Basically the way it works is that it is doing global stochastic optimization over the return of a sequence of actions, whereas HOOT is doing global stochastic optimization over the return from a single action at some state, depth.

Its really just HOO optimizing a high dimensional bandit problem; the only difference in implementation between this and vanilla HOO is that instead of splitting each action dimension sequentially, the action dimension is chosen at random with the probability of each action in the sequence being divided is proportional to its total potential contribution to the return.

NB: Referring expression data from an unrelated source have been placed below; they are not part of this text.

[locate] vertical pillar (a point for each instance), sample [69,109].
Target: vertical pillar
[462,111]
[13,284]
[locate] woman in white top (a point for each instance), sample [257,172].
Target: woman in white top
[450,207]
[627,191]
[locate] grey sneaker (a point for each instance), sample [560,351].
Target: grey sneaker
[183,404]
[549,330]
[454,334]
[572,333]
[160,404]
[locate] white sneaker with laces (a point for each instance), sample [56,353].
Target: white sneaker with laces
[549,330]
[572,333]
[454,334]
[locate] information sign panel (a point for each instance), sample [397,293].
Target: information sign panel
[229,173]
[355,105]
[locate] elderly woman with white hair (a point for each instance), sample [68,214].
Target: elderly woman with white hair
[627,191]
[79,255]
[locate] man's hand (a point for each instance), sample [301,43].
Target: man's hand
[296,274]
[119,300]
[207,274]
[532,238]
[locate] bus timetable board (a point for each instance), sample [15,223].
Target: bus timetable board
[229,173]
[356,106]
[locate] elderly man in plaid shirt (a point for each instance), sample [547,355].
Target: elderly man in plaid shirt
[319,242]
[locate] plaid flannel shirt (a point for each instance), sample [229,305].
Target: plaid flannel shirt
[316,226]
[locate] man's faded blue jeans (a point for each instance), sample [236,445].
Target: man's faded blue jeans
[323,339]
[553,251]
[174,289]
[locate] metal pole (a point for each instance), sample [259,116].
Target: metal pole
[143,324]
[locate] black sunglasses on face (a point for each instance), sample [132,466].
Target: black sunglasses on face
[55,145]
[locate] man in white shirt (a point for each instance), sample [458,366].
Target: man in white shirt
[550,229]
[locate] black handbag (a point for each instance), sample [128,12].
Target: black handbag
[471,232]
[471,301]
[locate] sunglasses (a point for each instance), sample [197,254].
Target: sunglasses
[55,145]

If for example, we were only working at a horizon of 2, the probabilities of splitting the first and second depths are γ/(γ+γ^2), (γ^2)/(γ+γ^2), respectively. If the MDP itself is a multi-dimensional action problem, once a depth is chosen one of the actions from that dimension is chosen to be cut uniformly at random. Aside from this its just HOO.

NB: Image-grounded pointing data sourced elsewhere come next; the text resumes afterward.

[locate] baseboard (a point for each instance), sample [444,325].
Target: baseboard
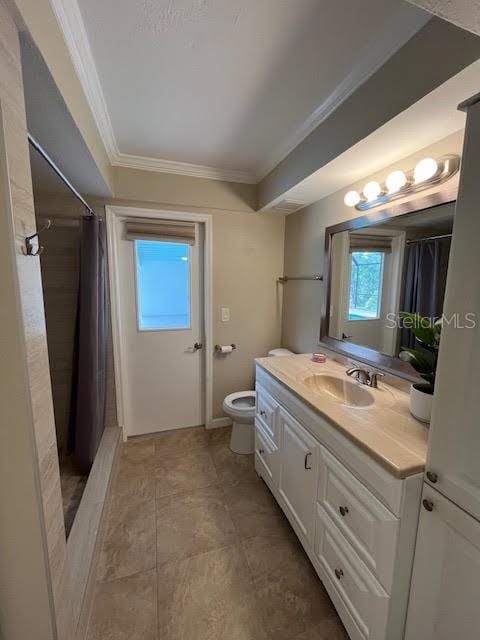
[218,423]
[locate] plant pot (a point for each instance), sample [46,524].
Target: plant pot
[421,398]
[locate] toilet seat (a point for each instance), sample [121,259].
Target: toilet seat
[240,405]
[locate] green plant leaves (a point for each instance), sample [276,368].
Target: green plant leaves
[420,361]
[426,332]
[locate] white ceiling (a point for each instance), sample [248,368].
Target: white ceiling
[229,84]
[429,120]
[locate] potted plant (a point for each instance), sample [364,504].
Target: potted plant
[427,334]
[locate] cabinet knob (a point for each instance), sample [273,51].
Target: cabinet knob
[428,504]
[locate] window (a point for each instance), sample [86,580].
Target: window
[163,285]
[366,278]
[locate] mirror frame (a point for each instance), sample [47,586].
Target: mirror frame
[356,352]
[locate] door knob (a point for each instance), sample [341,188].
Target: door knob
[428,505]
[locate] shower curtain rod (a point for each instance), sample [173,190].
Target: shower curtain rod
[38,147]
[445,235]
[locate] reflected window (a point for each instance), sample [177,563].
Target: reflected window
[163,285]
[366,281]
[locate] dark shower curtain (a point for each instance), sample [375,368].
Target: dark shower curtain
[90,380]
[425,280]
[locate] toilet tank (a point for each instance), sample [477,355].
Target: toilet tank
[280,352]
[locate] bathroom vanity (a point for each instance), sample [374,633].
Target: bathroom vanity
[345,462]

One of the problems with HOOT is that its pretty difficult to come up with bounds for it due to nonstationarity. Regardless, HOOT worked better than UCT in many cases; sparse sampling as we know is totally useless, even though it is the only one with real guarantees.

I was concerned that BOB was going to be similar to sparse sampling, which has bounds, but isn’t really practical. I figured there wouldn’t be enough cutting in the action space in the first level, leading to too much randomness in the choices. To my surprise, it actually seems to work quite nicely.

I ran BOB, HOOT and UCT in the swimmer domain with gamma=0.9 (so this is different from the experiment in the workshop because that used gamma=0.95, and the difference seems to matter). In this setting UCT was just as bad as random for everything tested. HOOT’s performance was better than random. BOB did the best. I called BOB HOLOP (Hierarchical open-loop optimistic planning, a mix of HOO and OLOP).

(plot looks a little noisy because less data points were used than for the workshop paper as it takes a while to run)

So that is quite positive. I’d like to run more domains and get more data points so the plots are nicer, but there is pretty clear separation between BOB and HOOT.

Since this is just a planning algorithm, I was thinking of extending it for use in a learning algorithm. Basically my thoughts are that we can do rollouts with BOB based on estimations of our learned model and we can use MRE to drive exploration during rollouts.

This is nice for a few reasons:

- It should have good exploration
- The algorithm operates entirely on-line (as long as the model building is done on-line)
- It would be a continuous state-action learner (which doesn’t really exist yet)
- Doesn’t do regression on the Q-function, which is both provably (in some cases) difficult, as well as practically tough

Since BOB is a trivial extension of HOO, and doesn’t break any of its assumptions, all the guarantees for HOO hold for BOB. It will converge to the optimal policy based on the model that exists. I think this in combination with the simulation lemma (which the MRE paper also discusses), we should be able to get good formal guarantees for the algorithm.